"Hand me them scabbards, Jimmy," said he.
"Scabbards!" said I, looking round.
"Yes; boots, I mean. I wonder if these boots were any relation to that beef we ate yesterday. If they will only prove as tough, they'll last me a long time. I say, Cradle!" he called out, "where are you?"
Cradle was our contraband, with a foot of extraordinary length, and heel to match.
"What do you call him Cradle for?" I inquired.
"What would you call him? If he aint a cradle, what's he got rockers on for?"
Cradle made his appearance, with a pair of perforated stockings.
"It's no use," said Billy, looking at them. "Them stockings will do to put on a sore throat, but won't do for feet. It is humiliating for a man like me to be without stockings. A man may be bald-headed, and it's genteel; but to be barefooted, it's ruination. The legs are good, too," he added, thoughtfully, "but the feet are gone. There is something about the heels of stockings and the elbows of stove-pipes, in this world, that is all wrong, Jimmy."

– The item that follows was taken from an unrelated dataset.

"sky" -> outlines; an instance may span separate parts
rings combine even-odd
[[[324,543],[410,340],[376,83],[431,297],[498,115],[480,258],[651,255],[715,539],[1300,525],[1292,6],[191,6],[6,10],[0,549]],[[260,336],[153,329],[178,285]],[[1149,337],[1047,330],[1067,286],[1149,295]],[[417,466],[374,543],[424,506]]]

A supply of stockings had come that day, and were just being given out. A pair of very large ones fell to Billy's lot. Billy held them up before him.
"Jimmy," said he, "these are pretty bags to give a little fellow like me. Them stockings was knit for the President, or a young gorilla, certain!" and he was about to bestow them upon Cradle, when a soldier, in the opposite predicament, made an exchange. "Them stockings made me think of the prisoner I scared so the other day," said Billy.